Ese es nuestro
gran problema, querer entender algo que está por encima de nuestra capacidad. Y
al no poder entenderlo, salvo por la acción del Espíritu Santo, nos encerramos
en nosotros mismos y rechazamos todo aquello que no alcanzamos a comprender.
Hasta el punto de decir: si no lo veo no lo creo. O, trasladándolo a nosotros: si
no lo entiendo, lo rechazo.
Esa es la cuestión
y el problema con el que nos encontramos en nuestra vida. Impedimos a la fe que
entre en nuestro corazón por el hecho de no comprender. ¿Acaso no te has dado
cuenta de que no podrás nunca entender a Dios? ¿Cómo quieres entender a quien
de la nada te ha creado? ¿No entiendes que solo Él te podrá dar esa luz e
inteligencia para que lo puedas entender? ¿Y si no se lo pides, cómo quieres entenderlo?
Ponernos confiados
en sus manos es la solución. Una solución que viene de aquel que sabe que su
Padre Dios lo ha creado, que es infinitamente bueno y misericordioso y que lo
ha creado para que sea feliz. Inmensamente feliz eternamente. La vida no tiene
otro sentido. Esa chispa de amor eterno que experimentamos dentro de nosotros
nos está revelando a cada instante que Dios, nuestro Padre, nos ama
infinitamente, nos ha creado y quiere que nos fiemos de Él, creamos en su
Palabra y seamos inmensamente felices para siempre a su lado.

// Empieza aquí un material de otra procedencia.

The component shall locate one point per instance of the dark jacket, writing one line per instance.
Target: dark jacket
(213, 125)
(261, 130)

De sus Palabras en este Evangelio podemos claramente deducir que el Señor busca nuestra alegría a pesar de que en estos momentos de camino sintamos tristezas y cierto desconcierto. Al final, nos dice, que nuestra tristeza se convertirá en alegría. Creamos en sus palabras y tengamos fe. Esa es nuestra esperanza y lo que realmente queremos y buscamos.